The case of 16-year-old Ralph Yarl has caused a stir in the United States. The young black man took the wrong house last Monday when he went to look for his brothers and an 84-year-old white man fired two shots at him without thinking, leaving him in critical condition. It is not an isolated case. Two days earlier, a 20-year-old woman, Kaylin Gillis, mistakenly parked in the driveway of a house in upstate New York and the owner of the house, a 65-year-old man, got out with his gun. Kaylin, who was traveling with three friends in the car, lost her life.

“She thought she was heading in the right direction,” explained her boyfriend, Blake Walsh, holding back tears and praying that the attacker, Kevin Monahan, spends the rest of his days behind bars. “It’s a rural area with lots of dirt roads. It’s easy to get lost.” And more with the aggravating circumstance of having run out of battery on the mobile. The perpetrator of the crime has been charged with second degree murder.

But there is still more. On Tuesday a basketball went to the front garden of a house and the owner, Robert Louis Singletary, was not amused and rebuked the children who were playing in the street. One of the minors told his father about him and he went to rebuke Singletary. The dispute ended in a shootout. Result: a 6-year-old girl and her parents hit by bullets, with Singletary fleeing. He ended up turning himself in to authorities Thursday in Florida.

There are so many shootings in the United States -one and a half a day have been recorded on average in 2023- that there are all kinds of modalities.

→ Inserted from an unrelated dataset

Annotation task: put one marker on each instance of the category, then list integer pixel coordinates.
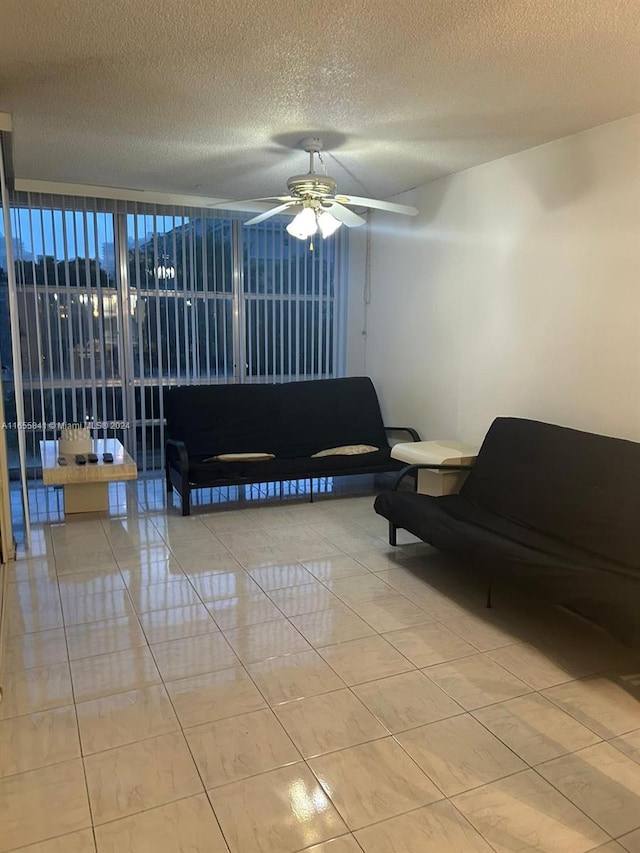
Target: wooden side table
(440, 452)
(86, 487)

Massacres in schools of dissatisfied alumni, racist massacres of white supremacists and even rage in a packed theater at midnight. The accidental bystander shot at door has emerged strongly this week, stoking debate about whether an urgent change is needed in existing laws that protect homeowners who use a weapon in self-defense.

Laws like Stand Your Ground (something like “defend your ground”), in force in at least 28 states, generally establish that, under certain circumstances, people can use force to defend themselves without first trying to flee or avoid danger. In places like Florida, you can gain immunity from prosecution once the alleged assailant is on someone else’s property. There are many studies, however, that conclude that they are the ideal breeding ground for a greater number of homicides. In addition, they are usually applied differently in courts depending on the race of the shooter and the skin color of the victim.

After the protest on Thursday through the streets of Kansas City, where the shooting of the young Yarl took place, the city’s police chief indicated that investigators are studying the effects of that law on such incidents. Even Missouri Republican Senator Josh Hawley applauded the decision to arrest and prosecute the Yarl shooter, an older man who subscribed to racist and QAnon conspiracy theories. He immediately afterwards clarified that he doesn’t think the problem is law-abiding gun owners but “criminals who go and shoot people.”

However, the correlation between a greater number of guns and an increase in crime seems more direct than ever. In the United States, almost 49,000 people are killed by firearms each year, with an average of 120 weapons per 100 inhabitants. That is, a total of 393 million throughout the country. According to the Gun Violence Archive, in 2023 there have been 169 mass shootings -with more than four people involved- and an increase of 30% in the number of crimes since 2019. More and more violence in the first world power.

For Kami Chavis, director of the Center for Criminal Justice Policy, “what the law is saying is that it’s okay to shoot first and ask questions later,” as the owner of a vehicle did a few days ago after two cheerleaders from a team in Texas opened their door by mistake. He shot them both. It is not advisable to make innocent mistakes in a country armed to the teeth.